Disclaimer: This is work in progress intended to consolidate information from various sources for learning purposes. For the latest information please consult the documentation (see the links below)! 

Last updated: 11-Apr-2025

[Microsoft Fabric] Copy job in Data Factory 
  • {def} 
    • {benefit} simplifies data ingestion with built-in patterns for batch and incremental copy, eliminating the need for pipeline creation [1]
      • across cloud data stores [1]
      • from on-premises data stores behind a firewall [1]
      • within a virtual network via a gateway [1]
  • elevates the data ingestion experience to a more streamlined and user-friendly process from any source to any destination [1]
  • {benefit} provides seamless data integration 
    • through over 100 built-in connectors [3]
    • provides essential tools for data operations [3]
  • {benefit} provides intuitive experience
    • easy configuration and monitoring [1]
  • {benefit} efficiency
    • enable incremental copying effortlessly, reducing manual intervention [1]
  • {benefit} less resource utilization and faster copy durations
    • flexibility to control data movement [1]
      • choose which tables and columns to copy
      • map the data
      • define read/write behavior
      • set schedules that fit requirements whether [1]
    • applies for a one-time or recurring jobs [1]
  • {benefit} robust performance
    • the serverless setup enables data transfer with large-scale parallelism
    • maximizes data movement throughput [1]
      • fully utilizes network bandwidth and data store IOPS for optimal performance [3]
  • {feature} monitoring
    • once a job executed, users can monitor its progress and metrics through either [1] 
      • the Copy job panel
        • shows data from the most recent runs [1]
      • reports several metrics
        • status
        • row read
        • row written
        • throughput
      • the Monitoring hub
        • acts as a centralized portal for reviewing runs across various items [4]
  • {mode} full copy
    • copies all data from the source to the destination at once
  • {mode|preview} incremental copy
    • the initial job run copies all data, and subsequent job runs only copy changes since the last run [1]
    • an incremental column must be selected for each table to identify changes [1]
      • used as a watermark
        • allows comparing its value with the same from last run in order to copy the new or updated data only [1]
        • the incremental column can be a timestamp or an increasing INT [1]
      • {scenario} copying from a database
        • new or updated rows will be captured and moved to the destination [1]
      • {scenario} copying from a storage store
        • new or updated files identified by their LastModifiedTime are captured and moved to the destination [1]
      • {scenario} copy data to storage store
        • new rows from the tables or files are copied to new files in the destination [1]
          • files with the same name are overwritten [1]

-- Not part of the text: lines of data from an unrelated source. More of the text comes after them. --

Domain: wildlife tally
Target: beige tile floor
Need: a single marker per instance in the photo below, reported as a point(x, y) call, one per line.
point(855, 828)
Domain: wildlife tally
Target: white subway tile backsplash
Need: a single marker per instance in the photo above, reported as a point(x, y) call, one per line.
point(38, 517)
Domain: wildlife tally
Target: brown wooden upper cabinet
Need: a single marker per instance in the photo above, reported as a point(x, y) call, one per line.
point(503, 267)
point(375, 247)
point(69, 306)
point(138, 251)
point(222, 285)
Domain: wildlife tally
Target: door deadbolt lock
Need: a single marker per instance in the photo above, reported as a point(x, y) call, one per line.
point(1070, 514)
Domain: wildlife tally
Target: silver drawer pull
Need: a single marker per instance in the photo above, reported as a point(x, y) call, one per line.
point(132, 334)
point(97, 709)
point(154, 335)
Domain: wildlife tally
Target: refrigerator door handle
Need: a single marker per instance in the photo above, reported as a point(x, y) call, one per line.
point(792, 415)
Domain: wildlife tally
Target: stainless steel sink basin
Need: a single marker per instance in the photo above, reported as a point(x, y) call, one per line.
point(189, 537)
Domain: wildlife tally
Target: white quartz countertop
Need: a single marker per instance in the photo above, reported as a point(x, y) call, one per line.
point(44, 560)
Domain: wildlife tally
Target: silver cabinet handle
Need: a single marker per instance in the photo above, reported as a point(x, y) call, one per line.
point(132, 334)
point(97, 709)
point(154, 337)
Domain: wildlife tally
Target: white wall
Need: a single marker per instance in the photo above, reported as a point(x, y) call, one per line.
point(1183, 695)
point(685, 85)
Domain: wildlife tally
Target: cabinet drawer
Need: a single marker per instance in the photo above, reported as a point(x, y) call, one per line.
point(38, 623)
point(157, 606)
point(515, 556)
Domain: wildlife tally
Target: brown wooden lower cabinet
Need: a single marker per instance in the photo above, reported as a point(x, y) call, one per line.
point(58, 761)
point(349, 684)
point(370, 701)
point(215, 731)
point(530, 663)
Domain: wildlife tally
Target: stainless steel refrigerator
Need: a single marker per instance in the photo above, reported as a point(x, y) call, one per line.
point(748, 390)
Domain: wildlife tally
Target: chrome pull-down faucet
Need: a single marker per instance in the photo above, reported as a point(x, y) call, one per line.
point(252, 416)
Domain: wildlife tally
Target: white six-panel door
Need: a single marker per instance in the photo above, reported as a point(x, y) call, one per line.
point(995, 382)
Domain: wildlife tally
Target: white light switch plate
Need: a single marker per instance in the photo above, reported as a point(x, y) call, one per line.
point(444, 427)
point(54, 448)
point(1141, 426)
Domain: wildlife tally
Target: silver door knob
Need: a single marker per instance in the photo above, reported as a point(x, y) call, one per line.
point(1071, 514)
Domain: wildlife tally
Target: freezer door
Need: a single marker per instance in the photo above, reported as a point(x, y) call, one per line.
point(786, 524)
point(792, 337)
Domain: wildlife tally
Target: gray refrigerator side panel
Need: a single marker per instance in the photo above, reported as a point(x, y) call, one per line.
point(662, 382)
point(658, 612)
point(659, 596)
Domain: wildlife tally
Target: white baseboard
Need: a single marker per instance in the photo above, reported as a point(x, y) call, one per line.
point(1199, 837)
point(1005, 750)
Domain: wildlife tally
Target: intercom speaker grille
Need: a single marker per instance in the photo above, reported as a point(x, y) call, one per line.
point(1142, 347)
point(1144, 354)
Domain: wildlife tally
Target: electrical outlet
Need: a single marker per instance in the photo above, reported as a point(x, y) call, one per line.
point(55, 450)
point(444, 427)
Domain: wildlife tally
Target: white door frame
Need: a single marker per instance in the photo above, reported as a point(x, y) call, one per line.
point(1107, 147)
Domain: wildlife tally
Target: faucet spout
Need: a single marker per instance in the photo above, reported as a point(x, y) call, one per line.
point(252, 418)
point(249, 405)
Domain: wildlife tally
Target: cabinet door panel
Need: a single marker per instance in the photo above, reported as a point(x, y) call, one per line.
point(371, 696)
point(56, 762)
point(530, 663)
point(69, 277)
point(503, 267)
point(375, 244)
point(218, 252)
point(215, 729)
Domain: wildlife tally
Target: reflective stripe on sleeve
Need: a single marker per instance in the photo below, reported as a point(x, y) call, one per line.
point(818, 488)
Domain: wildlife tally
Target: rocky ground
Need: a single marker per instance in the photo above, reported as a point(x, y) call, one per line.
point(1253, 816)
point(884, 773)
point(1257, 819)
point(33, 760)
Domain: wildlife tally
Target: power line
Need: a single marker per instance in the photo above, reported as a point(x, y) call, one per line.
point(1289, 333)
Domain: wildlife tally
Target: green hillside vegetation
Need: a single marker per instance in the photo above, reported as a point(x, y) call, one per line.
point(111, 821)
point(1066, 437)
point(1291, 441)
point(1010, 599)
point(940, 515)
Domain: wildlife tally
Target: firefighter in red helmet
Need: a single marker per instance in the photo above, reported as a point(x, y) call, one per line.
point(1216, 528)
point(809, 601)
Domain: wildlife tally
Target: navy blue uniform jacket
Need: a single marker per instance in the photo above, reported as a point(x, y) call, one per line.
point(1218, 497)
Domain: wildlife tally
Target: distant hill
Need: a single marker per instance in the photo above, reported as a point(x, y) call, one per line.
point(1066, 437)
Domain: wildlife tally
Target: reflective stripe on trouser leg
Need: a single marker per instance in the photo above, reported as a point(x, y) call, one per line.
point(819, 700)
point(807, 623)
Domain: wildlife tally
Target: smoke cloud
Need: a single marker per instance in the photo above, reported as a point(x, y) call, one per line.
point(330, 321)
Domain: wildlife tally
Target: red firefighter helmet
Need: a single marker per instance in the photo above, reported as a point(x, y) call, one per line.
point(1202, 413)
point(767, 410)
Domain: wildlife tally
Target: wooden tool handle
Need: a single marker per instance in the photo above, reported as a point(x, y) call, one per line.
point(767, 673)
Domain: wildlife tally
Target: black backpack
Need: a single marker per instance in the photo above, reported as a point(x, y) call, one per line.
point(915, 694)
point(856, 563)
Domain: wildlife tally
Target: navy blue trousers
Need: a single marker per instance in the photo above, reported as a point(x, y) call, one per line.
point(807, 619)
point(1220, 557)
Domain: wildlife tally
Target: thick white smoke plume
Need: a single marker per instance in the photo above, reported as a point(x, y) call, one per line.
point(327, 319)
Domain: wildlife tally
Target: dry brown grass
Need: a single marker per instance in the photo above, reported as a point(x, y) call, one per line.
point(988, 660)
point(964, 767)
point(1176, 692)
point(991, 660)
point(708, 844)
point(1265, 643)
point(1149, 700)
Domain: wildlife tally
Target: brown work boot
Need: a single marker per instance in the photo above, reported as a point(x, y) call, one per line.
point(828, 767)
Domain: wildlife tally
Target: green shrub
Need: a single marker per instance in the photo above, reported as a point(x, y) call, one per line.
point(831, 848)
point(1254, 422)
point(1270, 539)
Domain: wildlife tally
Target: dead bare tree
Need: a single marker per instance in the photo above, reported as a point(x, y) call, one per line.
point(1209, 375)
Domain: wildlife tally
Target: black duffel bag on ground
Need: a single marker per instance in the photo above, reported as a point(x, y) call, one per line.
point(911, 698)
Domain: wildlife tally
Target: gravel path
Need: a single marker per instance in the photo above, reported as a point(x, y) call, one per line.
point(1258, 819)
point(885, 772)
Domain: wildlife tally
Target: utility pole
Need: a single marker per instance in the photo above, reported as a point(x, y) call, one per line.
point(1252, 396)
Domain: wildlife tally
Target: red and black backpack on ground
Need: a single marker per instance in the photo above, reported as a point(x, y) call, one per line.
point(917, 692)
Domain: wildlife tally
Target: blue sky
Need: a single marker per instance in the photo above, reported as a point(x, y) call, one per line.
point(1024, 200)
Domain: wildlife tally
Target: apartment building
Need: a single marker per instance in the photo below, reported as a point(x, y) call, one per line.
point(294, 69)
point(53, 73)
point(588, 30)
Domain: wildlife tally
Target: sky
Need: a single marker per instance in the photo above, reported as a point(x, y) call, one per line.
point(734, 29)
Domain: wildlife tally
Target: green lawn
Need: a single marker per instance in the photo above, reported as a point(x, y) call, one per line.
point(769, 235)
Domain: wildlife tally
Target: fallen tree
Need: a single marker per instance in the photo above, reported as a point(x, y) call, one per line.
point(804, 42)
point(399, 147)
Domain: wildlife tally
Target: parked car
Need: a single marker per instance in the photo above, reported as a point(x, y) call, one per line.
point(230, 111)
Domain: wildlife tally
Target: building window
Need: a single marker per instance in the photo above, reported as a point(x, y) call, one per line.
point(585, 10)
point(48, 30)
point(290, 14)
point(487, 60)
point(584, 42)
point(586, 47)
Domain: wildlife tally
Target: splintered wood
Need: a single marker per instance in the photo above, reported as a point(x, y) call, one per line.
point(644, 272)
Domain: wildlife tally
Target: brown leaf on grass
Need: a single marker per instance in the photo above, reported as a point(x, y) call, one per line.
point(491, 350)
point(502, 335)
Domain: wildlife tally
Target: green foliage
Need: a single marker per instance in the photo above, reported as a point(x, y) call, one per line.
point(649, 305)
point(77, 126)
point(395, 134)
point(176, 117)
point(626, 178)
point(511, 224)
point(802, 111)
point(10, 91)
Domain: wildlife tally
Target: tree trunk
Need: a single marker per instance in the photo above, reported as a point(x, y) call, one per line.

      • {scenario} copy data to database
        • new rows from the tables or files are appended to destination tables [1]
          • the update method to merge or overwrite [1]
  • {default} appends data to the destination [1]
    • the update method can be adjusted to 
      • {operation} merge
        • a key column must be provided
          • {default} the primary key is used, if available [1]
      • {operation} overwrite
  • availability 
    • the same regional availability as the pipeline [1]
  • billing meter
    • Data Movement, with an identical consumption rate [1]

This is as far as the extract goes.